Some other examples of questions I may ask in interviews include:

Q: When should you use classification over regressions? Setting up use-case driven questions like this help us understand how a candidate builds mathematical models. Fundamentally, classification is about predicting a label and regression is about predicting a quantity.

Q: Provide an example of why you would use quicksort versus binary? These are both algorithmic options for organising the data, and help illustrate a use case of two extremes. The AI engineer can employ either to derive actions from.

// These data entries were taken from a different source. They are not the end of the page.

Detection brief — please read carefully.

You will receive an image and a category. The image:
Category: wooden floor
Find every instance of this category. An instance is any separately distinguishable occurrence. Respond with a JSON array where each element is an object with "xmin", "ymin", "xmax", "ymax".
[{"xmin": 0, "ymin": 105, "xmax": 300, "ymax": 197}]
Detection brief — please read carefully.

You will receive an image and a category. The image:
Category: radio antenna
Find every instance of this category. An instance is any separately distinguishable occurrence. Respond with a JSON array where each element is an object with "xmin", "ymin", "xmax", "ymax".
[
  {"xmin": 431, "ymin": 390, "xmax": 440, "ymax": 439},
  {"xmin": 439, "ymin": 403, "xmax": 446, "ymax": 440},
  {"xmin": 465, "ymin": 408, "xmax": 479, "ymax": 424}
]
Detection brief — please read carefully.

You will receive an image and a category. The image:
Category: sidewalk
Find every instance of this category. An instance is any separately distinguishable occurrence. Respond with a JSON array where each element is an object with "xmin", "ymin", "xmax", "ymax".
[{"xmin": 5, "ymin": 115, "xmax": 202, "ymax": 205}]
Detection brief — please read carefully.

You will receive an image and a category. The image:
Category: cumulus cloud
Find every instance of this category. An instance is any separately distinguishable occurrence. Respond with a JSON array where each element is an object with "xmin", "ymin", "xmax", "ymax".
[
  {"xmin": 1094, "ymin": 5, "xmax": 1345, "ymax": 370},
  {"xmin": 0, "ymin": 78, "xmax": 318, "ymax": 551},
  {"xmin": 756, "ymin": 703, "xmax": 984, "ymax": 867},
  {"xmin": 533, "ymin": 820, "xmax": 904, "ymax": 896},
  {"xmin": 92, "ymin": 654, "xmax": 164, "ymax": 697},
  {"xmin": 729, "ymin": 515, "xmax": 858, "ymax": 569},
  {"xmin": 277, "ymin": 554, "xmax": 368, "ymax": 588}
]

Q: Do you have experience with Apache Spark or other public machine-learning libraries such as TensorFlow etc.? Ultimately, we want to make software that’s scalable. This is the advantage of a machine learning library. Today’s AI engineers must be proficient in modern tools to build enterprise-grade solutions. The next challenge for a true AI engineer is the ability to solve the big problem of clean data. Creating datasets that are rich, contextual and clean provide the best results for an artificial intelligence solution, as AI relies on data for decision-making. Some further questions based on this might include: Q: How would you handle an imbalanced dataset or how do you handle missing or corrupted data in a dataset? These questions get at the importance of building models using clean data. At its core, AI must use clean datasets for insights. Otherwise, the actions will be incorrect or useless.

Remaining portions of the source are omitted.